Question 1 asked how they knew their marriage was going to be a success. They responded, “Because of you guys!” So, they are not only a grounded and faith-filled couple, they are obviously very insightful and highly intelligent. And…they are now my favorite couple ever.
Question 2 asked why they wanted to be married in the church. Their response spoke to the previously-mentioned idea of “inviting God to the marriage.” They wrote: “We don’t think our relationship would work without Christ in the center.”
Question 3 asked, “What is your hope for your marriage?” While they used different words, each gave virtually the same answer: Their hope is to help the other grow in faith and to show the other how grateful they are to have them in their life. That is what selfless love is all about…and that’s why I’m all in on these two.
So…we know why you’re here…and why I’m here…let’s take a minute to see if they understand why they are here.
In this sacramental marriage, each of you has the responsibility to help the other get to heaven. Your marriage is an epiphany – it reveals Christ. With marriage comes the obligation to reveal Christ.

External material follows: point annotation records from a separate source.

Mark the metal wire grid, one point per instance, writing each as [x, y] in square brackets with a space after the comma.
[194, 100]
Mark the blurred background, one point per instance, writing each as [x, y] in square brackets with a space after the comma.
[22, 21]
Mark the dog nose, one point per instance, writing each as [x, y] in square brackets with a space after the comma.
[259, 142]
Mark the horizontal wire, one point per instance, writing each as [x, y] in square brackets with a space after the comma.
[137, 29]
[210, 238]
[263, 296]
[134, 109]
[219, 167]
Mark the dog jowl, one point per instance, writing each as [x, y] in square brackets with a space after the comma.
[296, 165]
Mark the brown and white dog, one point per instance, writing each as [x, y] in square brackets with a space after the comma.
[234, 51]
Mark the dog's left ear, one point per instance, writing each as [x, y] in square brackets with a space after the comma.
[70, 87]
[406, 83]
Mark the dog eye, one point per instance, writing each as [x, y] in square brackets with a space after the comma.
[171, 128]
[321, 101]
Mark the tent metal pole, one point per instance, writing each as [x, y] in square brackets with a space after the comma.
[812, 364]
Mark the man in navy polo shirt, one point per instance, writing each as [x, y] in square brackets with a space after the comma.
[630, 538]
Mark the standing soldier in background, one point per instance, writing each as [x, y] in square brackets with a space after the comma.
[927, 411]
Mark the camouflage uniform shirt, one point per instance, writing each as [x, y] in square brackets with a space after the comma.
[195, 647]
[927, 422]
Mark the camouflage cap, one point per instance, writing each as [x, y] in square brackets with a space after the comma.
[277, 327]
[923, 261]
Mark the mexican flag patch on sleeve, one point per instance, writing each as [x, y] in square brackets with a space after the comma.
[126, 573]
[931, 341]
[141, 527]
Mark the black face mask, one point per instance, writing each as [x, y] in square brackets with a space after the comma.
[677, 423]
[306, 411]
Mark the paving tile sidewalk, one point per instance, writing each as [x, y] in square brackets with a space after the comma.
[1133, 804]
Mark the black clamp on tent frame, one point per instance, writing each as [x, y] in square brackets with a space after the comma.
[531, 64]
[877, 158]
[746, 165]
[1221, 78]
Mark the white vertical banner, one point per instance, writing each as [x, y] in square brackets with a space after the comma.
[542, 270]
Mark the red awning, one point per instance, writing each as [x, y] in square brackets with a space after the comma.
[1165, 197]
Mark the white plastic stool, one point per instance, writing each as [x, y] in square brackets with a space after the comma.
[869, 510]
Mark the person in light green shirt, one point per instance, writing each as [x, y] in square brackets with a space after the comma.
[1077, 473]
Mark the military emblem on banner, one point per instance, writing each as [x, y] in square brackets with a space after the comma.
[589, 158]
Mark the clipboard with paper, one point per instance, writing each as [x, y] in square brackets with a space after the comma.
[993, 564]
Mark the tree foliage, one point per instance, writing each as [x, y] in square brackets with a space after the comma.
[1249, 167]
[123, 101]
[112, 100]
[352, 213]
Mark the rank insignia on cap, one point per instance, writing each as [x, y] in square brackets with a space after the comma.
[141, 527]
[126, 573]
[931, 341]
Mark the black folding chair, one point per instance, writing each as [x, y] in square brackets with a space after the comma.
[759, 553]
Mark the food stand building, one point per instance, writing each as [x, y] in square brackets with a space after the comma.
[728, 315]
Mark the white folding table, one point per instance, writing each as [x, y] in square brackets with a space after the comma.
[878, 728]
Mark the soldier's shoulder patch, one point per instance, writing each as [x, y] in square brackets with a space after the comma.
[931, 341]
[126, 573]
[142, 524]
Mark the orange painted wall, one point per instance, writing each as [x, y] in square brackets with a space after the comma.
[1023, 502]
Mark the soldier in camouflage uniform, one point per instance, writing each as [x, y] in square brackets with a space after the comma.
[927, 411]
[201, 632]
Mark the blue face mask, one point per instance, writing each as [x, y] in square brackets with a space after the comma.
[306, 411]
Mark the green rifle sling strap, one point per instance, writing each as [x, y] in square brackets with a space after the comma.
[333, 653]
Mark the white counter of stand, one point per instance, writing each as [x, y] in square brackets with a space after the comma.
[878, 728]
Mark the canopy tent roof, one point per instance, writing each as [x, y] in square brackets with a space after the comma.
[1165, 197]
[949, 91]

Ryan – each morning you wake up, you will need to make the decision to love Bree. You are obligated to reveal Christ to her by the way you love her – the way you talk to her, treat her, and interact with the world around you.
Bree – each morning you wake up, you will need to make the decision to love Ryan. You are obligated to reveal Christ to him by the way you love him – the way you talk to him, treat him, and interact with the world around you.
Secondly, your marriage must reveal Christ to others. Others will see Christ in how you love one another and in how you, as a couple, interact with them. You put your lamp on a lampstand, where it gives light to all in the house.
Finally, if you are blessed to have children, you will be obligated to reveal Christ to them daily. Through your love and support, they will come to know God.
What I have just shared with you is serious business. A wedding is not a quick “I do” and some dancing; it is the beginning of a marriage. And with that marriage comes the challenging responsibilities I’ve described.